Google is providing $3 million in new grant funding to expand this pioneering work from Kampala across 10 cities in five countries on the continent.

Pichai said: “We’ve made huge strides together over the past decade – but there’s more work to do to make the internet accessible, affordable and useful for every African.”

Nitin Gajria, managing director of Google in Africa, added: “I am so inspired by the innovative African tech start-up scene. In the last year, we have seen more investment rounds into tech start-ups than ever before. I am of the firm belief that no one is better placed to solve Africa’s biggest problems than Africa’s young developers and start-up founders. We look forward to deepening our partnership with, and support for, Africa's innovators and entrepreneurs.”

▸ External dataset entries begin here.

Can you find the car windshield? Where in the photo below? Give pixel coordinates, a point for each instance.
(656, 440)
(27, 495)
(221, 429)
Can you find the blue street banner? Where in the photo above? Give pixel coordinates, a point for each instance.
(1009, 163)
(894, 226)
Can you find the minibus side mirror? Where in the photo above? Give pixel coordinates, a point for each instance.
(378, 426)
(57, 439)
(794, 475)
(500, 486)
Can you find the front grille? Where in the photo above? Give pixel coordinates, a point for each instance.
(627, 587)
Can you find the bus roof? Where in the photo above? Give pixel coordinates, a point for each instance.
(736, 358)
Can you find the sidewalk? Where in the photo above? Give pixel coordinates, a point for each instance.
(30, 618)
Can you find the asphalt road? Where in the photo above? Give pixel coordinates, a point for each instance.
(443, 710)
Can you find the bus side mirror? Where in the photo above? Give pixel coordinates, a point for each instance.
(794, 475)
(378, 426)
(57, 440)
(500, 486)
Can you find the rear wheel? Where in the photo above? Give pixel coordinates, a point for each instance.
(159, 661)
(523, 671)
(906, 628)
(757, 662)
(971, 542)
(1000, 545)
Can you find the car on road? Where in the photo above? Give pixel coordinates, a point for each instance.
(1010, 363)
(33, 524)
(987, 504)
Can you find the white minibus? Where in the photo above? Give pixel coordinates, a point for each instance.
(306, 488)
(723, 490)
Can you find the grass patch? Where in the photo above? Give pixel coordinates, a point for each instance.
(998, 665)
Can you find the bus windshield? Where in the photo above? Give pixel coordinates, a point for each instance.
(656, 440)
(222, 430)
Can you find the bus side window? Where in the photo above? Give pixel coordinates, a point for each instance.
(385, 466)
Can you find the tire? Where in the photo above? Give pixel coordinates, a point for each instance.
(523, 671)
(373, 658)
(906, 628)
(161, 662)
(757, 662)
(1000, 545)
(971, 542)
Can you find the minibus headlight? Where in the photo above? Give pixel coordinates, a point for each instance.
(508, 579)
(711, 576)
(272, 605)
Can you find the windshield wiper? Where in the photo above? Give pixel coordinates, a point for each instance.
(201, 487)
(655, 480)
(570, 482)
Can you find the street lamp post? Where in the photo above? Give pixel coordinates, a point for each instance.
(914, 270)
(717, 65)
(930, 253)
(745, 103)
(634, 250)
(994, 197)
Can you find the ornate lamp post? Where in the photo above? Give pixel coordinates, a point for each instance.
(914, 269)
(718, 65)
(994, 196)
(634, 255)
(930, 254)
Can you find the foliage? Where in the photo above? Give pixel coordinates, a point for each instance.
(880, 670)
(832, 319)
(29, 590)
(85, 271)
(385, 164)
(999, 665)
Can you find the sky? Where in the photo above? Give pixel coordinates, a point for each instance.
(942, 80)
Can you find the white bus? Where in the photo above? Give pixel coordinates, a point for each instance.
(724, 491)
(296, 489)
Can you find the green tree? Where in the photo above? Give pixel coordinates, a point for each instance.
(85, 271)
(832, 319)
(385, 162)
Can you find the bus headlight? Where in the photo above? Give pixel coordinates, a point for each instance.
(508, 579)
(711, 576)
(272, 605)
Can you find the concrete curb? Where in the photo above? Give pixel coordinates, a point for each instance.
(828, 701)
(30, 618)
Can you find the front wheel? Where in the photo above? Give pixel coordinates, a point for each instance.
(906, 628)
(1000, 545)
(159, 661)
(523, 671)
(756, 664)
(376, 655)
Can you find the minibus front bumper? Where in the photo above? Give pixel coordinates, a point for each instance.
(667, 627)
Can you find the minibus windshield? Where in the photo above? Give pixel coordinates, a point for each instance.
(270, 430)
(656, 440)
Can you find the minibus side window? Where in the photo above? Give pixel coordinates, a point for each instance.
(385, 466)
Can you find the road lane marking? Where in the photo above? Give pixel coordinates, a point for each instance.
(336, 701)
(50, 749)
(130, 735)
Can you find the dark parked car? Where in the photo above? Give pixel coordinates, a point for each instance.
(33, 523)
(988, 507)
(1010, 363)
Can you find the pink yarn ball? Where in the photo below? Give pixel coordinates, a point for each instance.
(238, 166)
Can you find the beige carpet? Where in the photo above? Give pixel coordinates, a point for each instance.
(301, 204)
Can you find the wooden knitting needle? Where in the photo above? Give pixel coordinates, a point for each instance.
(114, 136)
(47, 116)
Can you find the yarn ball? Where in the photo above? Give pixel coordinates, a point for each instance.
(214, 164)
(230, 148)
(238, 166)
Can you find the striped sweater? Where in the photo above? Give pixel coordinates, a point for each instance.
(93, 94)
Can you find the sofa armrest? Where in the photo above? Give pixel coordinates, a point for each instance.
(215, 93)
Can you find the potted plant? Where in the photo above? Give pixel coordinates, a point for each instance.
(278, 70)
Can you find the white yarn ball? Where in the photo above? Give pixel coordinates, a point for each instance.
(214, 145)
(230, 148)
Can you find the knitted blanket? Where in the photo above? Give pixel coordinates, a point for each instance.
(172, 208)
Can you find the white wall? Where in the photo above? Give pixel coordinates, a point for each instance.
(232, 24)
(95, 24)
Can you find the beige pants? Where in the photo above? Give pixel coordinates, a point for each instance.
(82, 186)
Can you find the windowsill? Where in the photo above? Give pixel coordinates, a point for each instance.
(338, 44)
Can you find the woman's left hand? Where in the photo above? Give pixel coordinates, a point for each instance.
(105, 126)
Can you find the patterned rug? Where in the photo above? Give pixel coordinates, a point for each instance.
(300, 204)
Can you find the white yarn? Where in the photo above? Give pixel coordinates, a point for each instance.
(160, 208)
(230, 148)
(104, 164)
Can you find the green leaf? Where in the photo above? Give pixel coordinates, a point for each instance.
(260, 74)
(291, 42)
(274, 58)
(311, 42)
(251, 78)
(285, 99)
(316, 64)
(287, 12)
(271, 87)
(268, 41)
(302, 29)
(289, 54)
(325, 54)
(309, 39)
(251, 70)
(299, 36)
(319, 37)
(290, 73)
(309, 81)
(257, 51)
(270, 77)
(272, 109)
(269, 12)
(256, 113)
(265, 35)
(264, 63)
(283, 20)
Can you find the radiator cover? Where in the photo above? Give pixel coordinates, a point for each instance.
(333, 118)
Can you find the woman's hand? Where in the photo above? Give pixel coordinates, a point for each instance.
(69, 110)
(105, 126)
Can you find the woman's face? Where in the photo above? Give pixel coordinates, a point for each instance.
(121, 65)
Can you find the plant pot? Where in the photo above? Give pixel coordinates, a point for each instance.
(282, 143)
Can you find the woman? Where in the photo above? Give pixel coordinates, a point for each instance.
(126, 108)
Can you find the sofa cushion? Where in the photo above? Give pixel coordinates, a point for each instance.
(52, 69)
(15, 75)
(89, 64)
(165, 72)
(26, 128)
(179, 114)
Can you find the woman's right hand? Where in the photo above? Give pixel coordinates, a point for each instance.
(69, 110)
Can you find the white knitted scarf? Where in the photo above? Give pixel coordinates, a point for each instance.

South Africa’s minister of small business development Stella Ndabeni-Abrahams said: “I am happy to note Google has been active in supporting small to medium enterprises, dedicating even more resources to this sector, since the start of the COVID-19 pandemic.

“In the last 12 months, Google has helped close to 500 000 African businesses get online and reach new customers.”

Google believes internet access is also hampered by the affordability of smartphones. Android has developed a device-locking technology as part of the Android platform that will enable partners to offer financed devices.

To this end, Google also announced collaboration with Safaricom in Kenya to launch what the companies describe as the first “device financing” plan in the East African country.

The plan is to expand the initiative across Africa through partnerships with Airtel, MKOPA, MTN, Orange, Transsion Holdings and Vodacom.